“Write-Behind Logs”. Because…NVM?

Mahesh Paolini-Subramanya
2 min readFeb 13, 2018

“Hard-Disks” — remember them? Yeah, old school, and all that, but so much (!) of what we take for granted in Database architectures derives from the limitations of hard-disks. The big, huge, one, of course, is the difference in sequential and random access.

Writing data sequentially is easy — the disk head moves to the appropriate location, and just starts writing block after block. Random writes, however, incur the additional — and huge! — latency associated with moving the disk head to the appropriate location.

Extend this to your favorite database, and consider what this means for a transaction. Back in the hard-disk days, it was much, much simpler to write all the transaction’s changes into a single set of sequential writes (in a separate “log”. Hence “write-ahead logging”, or WAL) instead of a whole bunch of random writes at different locations.

Enter the world of nonvolatile memory (NVM), which is pretty close to RAM speeds, definitely, doesn’t have to worry about sequential vs. random writes, and, for that matter, doesn’t even have to worry about writing “blocks” of data. Heck, you can even set it up to work at cache-line granularity!
Why, in this world, do are we still dealing with architectures that hearken back to the hard-disk days?

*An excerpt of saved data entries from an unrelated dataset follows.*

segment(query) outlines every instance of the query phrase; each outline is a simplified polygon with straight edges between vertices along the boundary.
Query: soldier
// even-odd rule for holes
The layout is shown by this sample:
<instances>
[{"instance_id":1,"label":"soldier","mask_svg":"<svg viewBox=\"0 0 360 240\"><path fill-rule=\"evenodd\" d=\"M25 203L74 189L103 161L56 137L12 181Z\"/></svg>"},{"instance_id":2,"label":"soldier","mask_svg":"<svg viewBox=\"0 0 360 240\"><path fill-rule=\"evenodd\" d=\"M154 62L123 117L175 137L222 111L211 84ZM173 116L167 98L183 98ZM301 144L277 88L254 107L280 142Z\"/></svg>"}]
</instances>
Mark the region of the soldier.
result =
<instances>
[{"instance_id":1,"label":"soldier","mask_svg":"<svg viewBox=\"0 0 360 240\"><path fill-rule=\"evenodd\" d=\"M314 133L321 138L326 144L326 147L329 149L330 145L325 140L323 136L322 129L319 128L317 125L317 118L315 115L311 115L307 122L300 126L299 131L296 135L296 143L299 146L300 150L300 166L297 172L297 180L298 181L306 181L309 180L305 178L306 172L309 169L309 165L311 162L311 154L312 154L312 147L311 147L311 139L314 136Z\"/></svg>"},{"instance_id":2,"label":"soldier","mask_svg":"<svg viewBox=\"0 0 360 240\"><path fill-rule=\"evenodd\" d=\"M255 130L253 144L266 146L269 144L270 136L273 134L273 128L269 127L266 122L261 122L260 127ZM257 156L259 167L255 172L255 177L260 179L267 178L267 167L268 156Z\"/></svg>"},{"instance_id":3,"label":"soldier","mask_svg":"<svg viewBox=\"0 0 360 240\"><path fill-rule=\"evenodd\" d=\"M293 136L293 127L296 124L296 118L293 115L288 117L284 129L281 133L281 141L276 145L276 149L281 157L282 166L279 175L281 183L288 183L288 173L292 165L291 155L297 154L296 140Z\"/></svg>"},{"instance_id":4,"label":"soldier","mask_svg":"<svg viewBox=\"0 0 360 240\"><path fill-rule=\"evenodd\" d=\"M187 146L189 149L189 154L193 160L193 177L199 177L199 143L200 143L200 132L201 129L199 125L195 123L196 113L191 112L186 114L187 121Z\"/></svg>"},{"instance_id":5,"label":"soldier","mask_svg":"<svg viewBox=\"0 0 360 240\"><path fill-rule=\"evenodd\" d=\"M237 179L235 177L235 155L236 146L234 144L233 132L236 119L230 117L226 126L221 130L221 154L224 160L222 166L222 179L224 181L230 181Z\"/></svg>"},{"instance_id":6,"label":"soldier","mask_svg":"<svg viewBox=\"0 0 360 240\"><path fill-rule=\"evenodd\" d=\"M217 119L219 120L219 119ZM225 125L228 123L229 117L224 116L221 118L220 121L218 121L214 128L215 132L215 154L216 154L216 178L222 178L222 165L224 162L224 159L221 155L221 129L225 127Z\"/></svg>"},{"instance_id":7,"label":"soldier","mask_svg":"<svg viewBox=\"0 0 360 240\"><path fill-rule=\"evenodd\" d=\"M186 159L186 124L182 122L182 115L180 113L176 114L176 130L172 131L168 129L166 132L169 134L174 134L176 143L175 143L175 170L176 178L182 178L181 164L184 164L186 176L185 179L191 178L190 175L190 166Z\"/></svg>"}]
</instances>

In a fascinating new paper by Arulraj et al. (•), have come up with a nifty update they call Write-Behind Logging (WBL), where the DBMS logs the parts of the database have changed, instead of the actual changes themselves, in the “log” — in effect, flushing the changes before recording them.

Performance goes up by 1.3x, storage goes down by 1.5x, and happiness abounds 😇.
Mind you, this increases the startup overhead, as well as the commit and recovery protocols. As the authors put it
When the DBMS restarts after a failure, it needs to locate the modifications made by transactions that were active at the time of failure so that it can undo them. But these changes can reach durable storage even before the DBMS records the associated meta-data in the log…The DBMS [deals with this] by recording meta-data about the clean and dirty modifications that have been made to the database.

Incidentally, the move to WBL also changes the way replication works. In a happy co-incidence, when using synchronous replication, the secondary can immediately start handling transactions since a committed transaction on the primary is, by definition “clean”.

(•) “Write-Behind Logging” by Arulraj et al. — http://www.vldb.org/pvldb/vol10/p337-arulraj.pdf

--

--